İklim krizini “aldatmaca” olarak görerek Paris İklim Anlaşması’ndan yeniden çekileceğini açıklayan Trump, temiz enerji yerine doğal gaz ve petrol üretimini hızlandıracağını söylüyor.

Petrol ve doğalgaz rezervleri konusunda zengin olan Orta Doğu’yu şekillendirme çabaları da bundan zaten.

İsrail’i kullanarak bölgeye diyor ki; “Petrol ve doğal gazınızı sömüreceğiz! İsyan etmeye çalışırsanız, İsrail’i kullanarak sizi öldürmeye devam ederiz

Yani sadece ABD’nin değil dünyanın nur topu gibi yeni bir faşist diktatörü oluyor.

Ve maalesef bu diktatör gerek askeri gerekse ekonomik olarak çok güçlü bir ülkenin başında.

Rusya’nın Ukrayna savaşı ile zayıflaması onun için mükemmel bir fırsat oldu.

Ama bununla da yetinmiyor.

Rusya’ya doğalgaz, petrol ve bankalarda yeni yaptırımlar uygulayacağını söylüyor.

1 Şubat itibari ile Kanada’ya ve Meksika’ya yüzde 25, Çin’e ise yüzde 10 gümrük vergisi uygulayacağını resmen açıkladı.

Konuşmasının devamında ise Avrupa Birliği’ne de gümrük vergisi uygulayacağını söylüyor.

Karşı atağı ilk kez dün Kanada ile başladı ve Kanada’da bundan sonra ABD’ye yüzde 25 gümrük vergisi uygulayacağını açıkladı.

Yani Trump, dünyada bir nevi yeni ticaret savaşlarının fitilini ateşlemiş oldu gibi görünüyor.

Bu ABD’nin iç ekonomisini nasıl etkiler bilmiyorum.
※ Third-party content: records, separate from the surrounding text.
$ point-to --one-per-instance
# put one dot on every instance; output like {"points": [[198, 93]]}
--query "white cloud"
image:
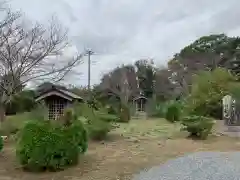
{"points": [[122, 31]]}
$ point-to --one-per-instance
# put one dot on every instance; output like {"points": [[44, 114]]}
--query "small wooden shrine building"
{"points": [[56, 100], [140, 103]]}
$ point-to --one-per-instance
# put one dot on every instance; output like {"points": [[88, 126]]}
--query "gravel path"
{"points": [[197, 166]]}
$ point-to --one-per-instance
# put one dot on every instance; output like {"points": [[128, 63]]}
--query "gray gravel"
{"points": [[197, 166]]}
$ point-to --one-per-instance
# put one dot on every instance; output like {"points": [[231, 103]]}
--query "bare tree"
{"points": [[121, 83], [183, 68], [30, 53]]}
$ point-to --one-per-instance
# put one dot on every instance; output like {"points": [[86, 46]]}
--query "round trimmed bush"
{"points": [[198, 126], [46, 146]]}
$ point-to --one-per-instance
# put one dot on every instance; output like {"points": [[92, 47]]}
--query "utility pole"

Ama belli ki dünya Trump belasıyla yeniden sınanacak ve bu hem ekonomik hem kültürel hem de askeri yönden olacak.

Bunun asıl bizi ilgilendiren kısmı ise Orta Doğu etkisi ile gerek bölge ülkeleri gerek Türkiye ve gerekse Kıbrıs özelinde nasıl şekilleneceğidir.
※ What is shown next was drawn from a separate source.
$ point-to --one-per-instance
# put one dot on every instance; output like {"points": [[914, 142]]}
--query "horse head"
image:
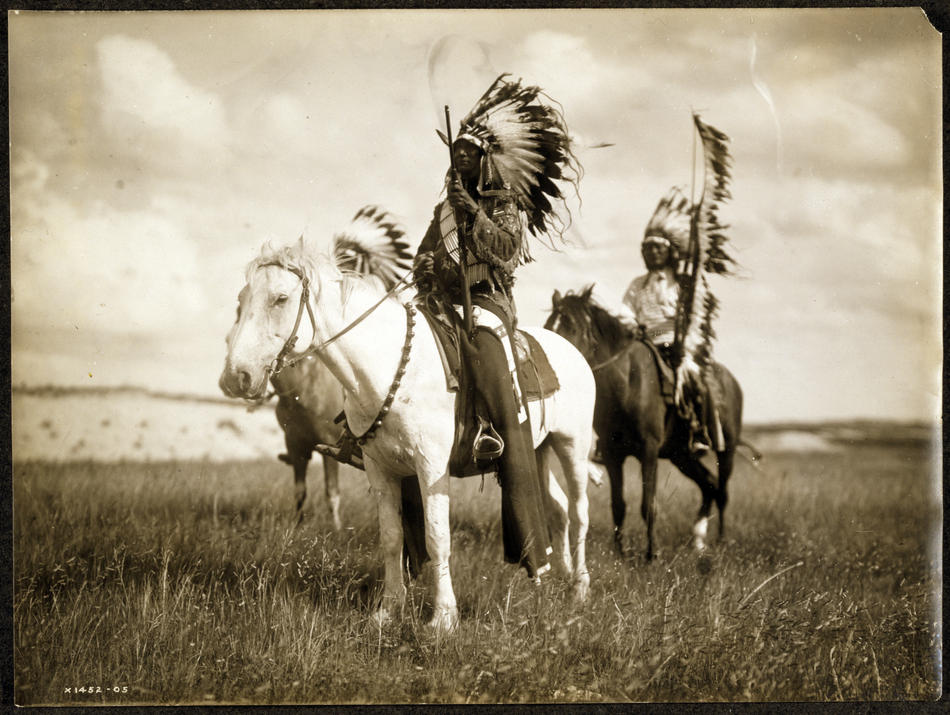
{"points": [[586, 324], [280, 284], [571, 319]]}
Kıbrıs’ın güneyinde silahlanan bir ABD’ye karşı Kıbrıs’ın kuzeyinde silahlanan bir Türkiye var.

Bu silahlanmanın askeri bir savaş ile sonuçlanacağını düşünmüyorum. Ama Suriye pazarlığında taraflar restleşmeye gider ve Kıbrıs eksenindeki çözümsüzlük derinleşirse Türkiye’yi ciddi bir yeni ekonomik buhran bekleyebilir.
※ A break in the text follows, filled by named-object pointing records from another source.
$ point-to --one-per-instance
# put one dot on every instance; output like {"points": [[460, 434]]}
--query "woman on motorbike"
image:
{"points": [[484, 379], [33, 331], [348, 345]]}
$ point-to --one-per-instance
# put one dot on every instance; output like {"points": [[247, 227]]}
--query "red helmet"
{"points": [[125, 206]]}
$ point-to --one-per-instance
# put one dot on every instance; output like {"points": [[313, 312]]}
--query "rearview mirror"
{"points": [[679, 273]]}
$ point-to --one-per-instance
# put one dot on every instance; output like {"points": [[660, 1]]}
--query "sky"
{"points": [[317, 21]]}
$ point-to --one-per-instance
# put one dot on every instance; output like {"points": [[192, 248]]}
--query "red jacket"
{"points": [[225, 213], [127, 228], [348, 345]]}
Hatırlarsınız daha önce yine Trump döneminde Türkiye’yi tehdit etmiş ve Rahip Brunson davasındaki restleşmeden sonra Türkiye ekonomisinde inanılmaz bir sarsıntı ve TL’nin döviz karşısında çok hızlı bir değer kaybı olmuştu.

Suriye’de süren pazarlık, Suriye’nin yeni hükümetinin Türkiye’ye uygulamaya başladığı yüzde 65’lik gümrük vergisi ve Türkiye’nin terörist olarak ilan ettiği YPG’nin kademe kademe yeni Suriye hükümeti ordusuna kanalize olması iddiaları bu restleşmeyi daha da büyütebilir mi?

Mart ayında göreceğiz.

Ama maalesef ki bu yeni şekillenme ve karşılıklı stratejik hamleler Kıbrıs sorununu doğrudan etkileyecek gibi görünüyor.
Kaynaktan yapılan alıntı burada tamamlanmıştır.